Título: Múltis do Brasil fazem recuo tático, mas mantêm planos
Autor: Landim, Raquel
Fonte: Valor Econômico, 05/05/2009, Brasil, p. A4

As multinacionais brasileiras promoveram um recuo "tático" nos investimentos no exterior por conta da crise, mas nada muda nos planos "estratégicos", garantiram empresários e especialistas ontem durante seminário do Conselho Britânico em São Paulo.

Os dados do Banco Central apontam um tombo significativo nos investimentos brasileiros no exterior. O saldo ficou negativo em US$ 392 milhões no primeiro trimestre. De janeiro a março, as empresas investiram US$ 2,4 bilhões no exterior, um terço dos US$ 7,3 bilhões de igual período de 2008. E mantiveram a repatrição de capital em US$ 2,8 bilhões.

Conforme estimativa da Sociedade Brasileira de Estudos de Empresas Transnacionais e da Globalização Econômica (Sobeet), o saldo dos investimentos brasileiros no exterior deve ficar em US$ 5 bilhões em 2009, bem abaixo dos US$ 20,5 bilhões do ano passado.

"É uma estimativa conservadora, porque considera o ritmo de queda até agora. O pior do impacto negativo da crise na expectativa dos empresários parece ter ficado para trás", disse Luís Afonso Lima, presidente da Sobeet. "Não faz sentido para as empresas tirar o mercado internacional do seu radar".

A fabricante de motores e transformadores elétricos Weg optou pela cautela em um momento de crise e adiou o investimento de US$ 50 milhões em uma fábrica na Índia, disse o diretor-presidente, Harry Schmelzer. A previsão inicial era que a unidade começasse a operar em outubro, mas agora só deve ficar pronta em abril de 2010.

"Houve uma queda significativa nas vendas de bens de capital no mundo todo, o que reduziu a produção da Weg. Por enquanto, podemos atender o mercado indiano com a capacidade instalada que temos no Brasil", disse o executivo.

Schmelzer garantiu, no entanto, que não deve desistir do investimento, porque já encomendou as máquinas. Além disso, a Índia é um dos países com maior perspectiva de crescimento de demanda. A Weg é um dos casos mais bem sucedidos de internacionalização das empresas brasileiras, com fábricas espalhadas por Argentina, México, Portugal e China.

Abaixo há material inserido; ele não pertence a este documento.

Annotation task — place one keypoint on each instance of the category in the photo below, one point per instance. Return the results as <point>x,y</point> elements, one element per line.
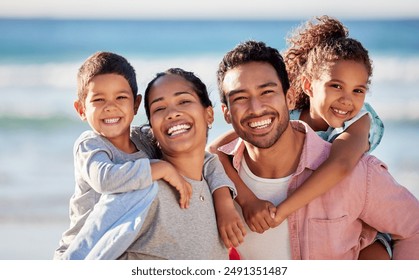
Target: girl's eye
<point>268,91</point>
<point>157,109</point>
<point>185,101</point>
<point>361,91</point>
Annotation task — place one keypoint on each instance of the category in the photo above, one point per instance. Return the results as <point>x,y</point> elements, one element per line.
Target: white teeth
<point>260,124</point>
<point>114,120</point>
<point>340,111</point>
<point>177,129</point>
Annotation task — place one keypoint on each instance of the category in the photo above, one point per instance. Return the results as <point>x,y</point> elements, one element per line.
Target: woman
<point>149,224</point>
<point>180,112</point>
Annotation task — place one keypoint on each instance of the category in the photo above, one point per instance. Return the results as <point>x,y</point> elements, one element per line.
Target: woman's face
<point>178,119</point>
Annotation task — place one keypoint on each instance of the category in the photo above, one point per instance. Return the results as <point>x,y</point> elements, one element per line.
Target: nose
<point>172,113</point>
<point>256,105</point>
<point>346,99</point>
<point>110,105</point>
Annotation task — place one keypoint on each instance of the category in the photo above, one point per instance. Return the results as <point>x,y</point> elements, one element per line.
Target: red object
<point>233,254</point>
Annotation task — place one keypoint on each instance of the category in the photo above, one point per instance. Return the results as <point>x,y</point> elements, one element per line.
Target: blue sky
<point>203,9</point>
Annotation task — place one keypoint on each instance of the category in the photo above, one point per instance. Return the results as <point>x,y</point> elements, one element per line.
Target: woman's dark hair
<point>197,85</point>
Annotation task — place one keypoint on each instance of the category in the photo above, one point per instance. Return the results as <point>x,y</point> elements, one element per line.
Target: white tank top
<point>274,243</point>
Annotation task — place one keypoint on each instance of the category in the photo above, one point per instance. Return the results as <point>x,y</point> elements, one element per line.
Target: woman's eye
<point>361,91</point>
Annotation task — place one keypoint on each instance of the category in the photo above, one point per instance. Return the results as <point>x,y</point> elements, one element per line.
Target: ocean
<point>38,125</point>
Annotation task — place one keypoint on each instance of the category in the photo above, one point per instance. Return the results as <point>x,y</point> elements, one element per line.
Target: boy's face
<point>109,107</point>
<point>256,103</point>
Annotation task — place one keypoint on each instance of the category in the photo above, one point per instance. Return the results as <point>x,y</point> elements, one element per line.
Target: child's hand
<point>167,172</point>
<point>230,225</point>
<point>231,228</point>
<point>259,214</point>
<point>179,183</point>
<point>279,216</point>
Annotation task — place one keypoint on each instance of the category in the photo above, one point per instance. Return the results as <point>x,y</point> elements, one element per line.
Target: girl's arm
<point>258,214</point>
<point>345,153</point>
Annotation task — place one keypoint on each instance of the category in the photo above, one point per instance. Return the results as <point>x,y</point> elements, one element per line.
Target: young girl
<point>329,76</point>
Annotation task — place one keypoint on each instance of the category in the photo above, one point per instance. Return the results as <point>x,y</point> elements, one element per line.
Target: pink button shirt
<point>341,222</point>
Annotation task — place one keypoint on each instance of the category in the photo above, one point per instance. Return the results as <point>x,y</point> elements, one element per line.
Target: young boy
<point>113,157</point>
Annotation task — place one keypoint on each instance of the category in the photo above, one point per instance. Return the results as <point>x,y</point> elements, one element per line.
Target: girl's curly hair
<point>313,48</point>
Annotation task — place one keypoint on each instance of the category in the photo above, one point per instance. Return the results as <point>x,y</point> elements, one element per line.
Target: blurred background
<point>43,42</point>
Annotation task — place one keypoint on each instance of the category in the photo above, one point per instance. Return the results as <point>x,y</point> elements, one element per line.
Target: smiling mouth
<point>260,124</point>
<point>178,129</point>
<point>340,112</point>
<point>111,121</point>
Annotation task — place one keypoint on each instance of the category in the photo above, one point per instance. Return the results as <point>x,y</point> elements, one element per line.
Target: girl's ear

O executivo disse ainda que, por conta da crise, a Weg deve avançar no seu processo de internacionalização via aquisições, em vez de investir em novas unidades. "Temos que comprar mercado sem aumentar a capacidade de produção", disse. O foco está nos países asiáticos e em novas linhas que completem o portfólio de produtos da empresa.

Os cálculos da Sobeet mostram que 1.816 companhias brasileiras estão em processo de internacionalização, com atuação em 123 países. Parece muito, mas o Brasil apenas engatinha. Em 2007, último dado disponível, o país representou 0,4% dos investimentos estrangeiros diretos, comparados a 10% dos asiáticos.

Em 2007, os países em desenvolvimento responderam por 13% dos investimentos, acima dos 5% de 1990. Para Lima, da Sobeet, a crise deve aprofundar essa tendência, já que as economias emergentes foram as menos atingidas. "O bolo de investimentos no mundo vai diminuir, mas a fatia dos emergentes deve aumentar", afirmou.

Ele ressalta que algumas empresas, mesmo na crise, focam na internacionalização, porque seu mercado interno está saturado. É o caso da São Paulo Alpargatas, dona da marca Havaianas. No Brasil, são vendidos 850 pares de Havaianas por cada mil habitantes, o que significa que quatro em cada cinco brasileiros compram um par a cada ano. No exterior, a média é de apenas dez pares para cada 100 mil habitantes. Na Austrália, um dos principais mercados da Havaianas, a média chega a cem pares, mas não passa de cinco na Itália, França ou Inglaterra.

De acordo com informações apresentadas no seminário, as exportações representam 13,6% das vendas da Havaianas, muito acima dos 1,3% registrados em 1999. Afonso Sugiyama, gerente de produtos internacionais da Alpargatas, disse no evento que a meta é elevar essa fatia para 40%. Com a crise, a Havaianas reduziu os investimentos em marketing no exterior, mas mantém os planos de abrir escritórios em Londres e na Itália. Sugiyama preferiu não falar com a imprensa após o evento.